The DB server is on the same machine that the polling code runs on, and
it is launched, automatically, as part of the startup routines. In
essence, if the polling code is capable of being run, the DB server
should always also be up and running and available.
However, it isn't. A simple example is upgrading the DB server software;
if the polling code, which runs at scheduled times, happens to run while
the DB server is down, in the process of being upgraded, the polling code
cannot store the data to the server.
Since this is a rare case, I can, of course, simply ignore this, pretend
it all worked, pretend the data has been safely stored, and as a result I
can go ahead and zero the counters I've been polling, right?

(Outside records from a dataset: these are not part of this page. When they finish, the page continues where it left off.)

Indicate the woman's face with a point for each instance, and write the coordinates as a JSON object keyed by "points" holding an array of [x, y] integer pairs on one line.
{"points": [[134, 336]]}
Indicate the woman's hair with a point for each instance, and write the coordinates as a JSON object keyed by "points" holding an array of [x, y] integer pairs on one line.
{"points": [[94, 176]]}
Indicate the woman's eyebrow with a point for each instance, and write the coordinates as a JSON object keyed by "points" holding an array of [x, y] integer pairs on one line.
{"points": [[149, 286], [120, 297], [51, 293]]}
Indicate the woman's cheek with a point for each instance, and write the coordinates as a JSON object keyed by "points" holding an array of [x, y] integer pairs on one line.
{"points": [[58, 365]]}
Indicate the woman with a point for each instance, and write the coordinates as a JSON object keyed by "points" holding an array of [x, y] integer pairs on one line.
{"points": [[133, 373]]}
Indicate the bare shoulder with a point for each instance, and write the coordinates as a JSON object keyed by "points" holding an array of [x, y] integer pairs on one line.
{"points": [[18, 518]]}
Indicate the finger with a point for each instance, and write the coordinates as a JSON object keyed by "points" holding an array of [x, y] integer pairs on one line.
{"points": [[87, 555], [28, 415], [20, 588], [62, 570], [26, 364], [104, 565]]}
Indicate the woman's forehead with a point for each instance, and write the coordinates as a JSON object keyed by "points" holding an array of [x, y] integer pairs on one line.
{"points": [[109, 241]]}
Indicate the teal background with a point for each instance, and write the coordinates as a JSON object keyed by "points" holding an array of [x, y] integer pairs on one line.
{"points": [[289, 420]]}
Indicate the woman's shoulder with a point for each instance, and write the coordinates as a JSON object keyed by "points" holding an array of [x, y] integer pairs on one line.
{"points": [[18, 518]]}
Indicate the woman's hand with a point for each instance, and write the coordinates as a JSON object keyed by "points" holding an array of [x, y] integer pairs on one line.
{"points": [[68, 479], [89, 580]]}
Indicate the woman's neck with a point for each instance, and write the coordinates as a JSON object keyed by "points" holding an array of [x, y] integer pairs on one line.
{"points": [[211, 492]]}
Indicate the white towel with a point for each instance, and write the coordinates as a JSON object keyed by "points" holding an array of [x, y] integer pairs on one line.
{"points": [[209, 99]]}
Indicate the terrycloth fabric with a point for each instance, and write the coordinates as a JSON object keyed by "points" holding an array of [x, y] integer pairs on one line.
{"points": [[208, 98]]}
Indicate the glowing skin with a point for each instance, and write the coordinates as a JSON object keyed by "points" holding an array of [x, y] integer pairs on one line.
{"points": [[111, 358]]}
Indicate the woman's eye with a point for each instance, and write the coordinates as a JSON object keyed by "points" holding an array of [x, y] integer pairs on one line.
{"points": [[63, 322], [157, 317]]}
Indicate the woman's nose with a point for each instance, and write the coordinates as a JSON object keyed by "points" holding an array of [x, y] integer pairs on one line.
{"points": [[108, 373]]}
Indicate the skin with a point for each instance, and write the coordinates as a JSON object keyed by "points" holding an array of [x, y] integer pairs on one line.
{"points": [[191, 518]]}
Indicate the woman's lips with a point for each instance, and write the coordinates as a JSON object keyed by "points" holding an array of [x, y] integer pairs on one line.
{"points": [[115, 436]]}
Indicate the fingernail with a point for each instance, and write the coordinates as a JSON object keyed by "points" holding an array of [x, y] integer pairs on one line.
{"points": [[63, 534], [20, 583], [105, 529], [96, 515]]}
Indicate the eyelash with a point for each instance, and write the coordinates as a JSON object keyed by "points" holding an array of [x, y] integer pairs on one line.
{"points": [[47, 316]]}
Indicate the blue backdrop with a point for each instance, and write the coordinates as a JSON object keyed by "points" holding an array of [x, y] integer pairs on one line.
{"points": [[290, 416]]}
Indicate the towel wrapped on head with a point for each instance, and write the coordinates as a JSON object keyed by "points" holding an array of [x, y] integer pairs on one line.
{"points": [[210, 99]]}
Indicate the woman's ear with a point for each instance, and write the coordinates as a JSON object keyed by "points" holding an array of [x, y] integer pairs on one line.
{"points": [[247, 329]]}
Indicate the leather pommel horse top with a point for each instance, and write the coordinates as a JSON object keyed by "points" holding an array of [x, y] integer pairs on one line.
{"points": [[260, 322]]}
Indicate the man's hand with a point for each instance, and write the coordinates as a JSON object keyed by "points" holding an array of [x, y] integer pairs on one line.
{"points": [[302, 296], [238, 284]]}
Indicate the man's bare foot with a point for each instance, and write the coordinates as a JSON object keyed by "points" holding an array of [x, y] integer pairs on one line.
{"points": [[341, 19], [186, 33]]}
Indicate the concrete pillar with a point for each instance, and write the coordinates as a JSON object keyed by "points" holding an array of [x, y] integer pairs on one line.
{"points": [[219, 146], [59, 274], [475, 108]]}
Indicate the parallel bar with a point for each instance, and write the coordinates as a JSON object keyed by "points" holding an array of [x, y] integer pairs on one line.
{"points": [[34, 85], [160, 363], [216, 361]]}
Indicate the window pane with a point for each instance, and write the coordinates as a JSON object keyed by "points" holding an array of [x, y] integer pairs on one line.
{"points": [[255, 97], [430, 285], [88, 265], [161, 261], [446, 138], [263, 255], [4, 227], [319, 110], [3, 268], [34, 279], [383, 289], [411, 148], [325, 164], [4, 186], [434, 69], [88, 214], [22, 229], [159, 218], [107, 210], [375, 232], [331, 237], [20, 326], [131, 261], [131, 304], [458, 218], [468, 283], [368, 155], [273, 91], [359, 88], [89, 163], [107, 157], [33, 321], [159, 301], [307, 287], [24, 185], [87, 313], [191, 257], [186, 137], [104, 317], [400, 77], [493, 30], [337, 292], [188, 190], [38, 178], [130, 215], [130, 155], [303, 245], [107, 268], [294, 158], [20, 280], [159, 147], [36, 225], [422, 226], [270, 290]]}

Not blinkin' likely. For one thing, those counters represent *money*.
We record the data, we ensure it is recorded, or we *do not touch it*.
Period. End of question.
The fact that the DB being down when the polling code fires may be a rare
event is irrelevant; it is *not* an impossible event, and if it does
happen - and we use your design philosophy - we lose money. Simple as
that.
Except we don't use your design philosophy, we use one that actually
makes sense. We check for errors. We know they're rare, but we *also*
know that unless we can prove they will *never* occur, we must cope with
them - and that means leaving the error handling code in, despite the
fact it will "almost certainly never be executed". "Almost certainly" is
not "certainly".
Error handling exists for the express reason that "almost certainly
never" actually *does* happen, and if the code making that assumption
gets used widely - becomes part of a popular library, say, used by
millions of people every day - then "almost certainly never" becomes
"almost certainly, and probably damned fast".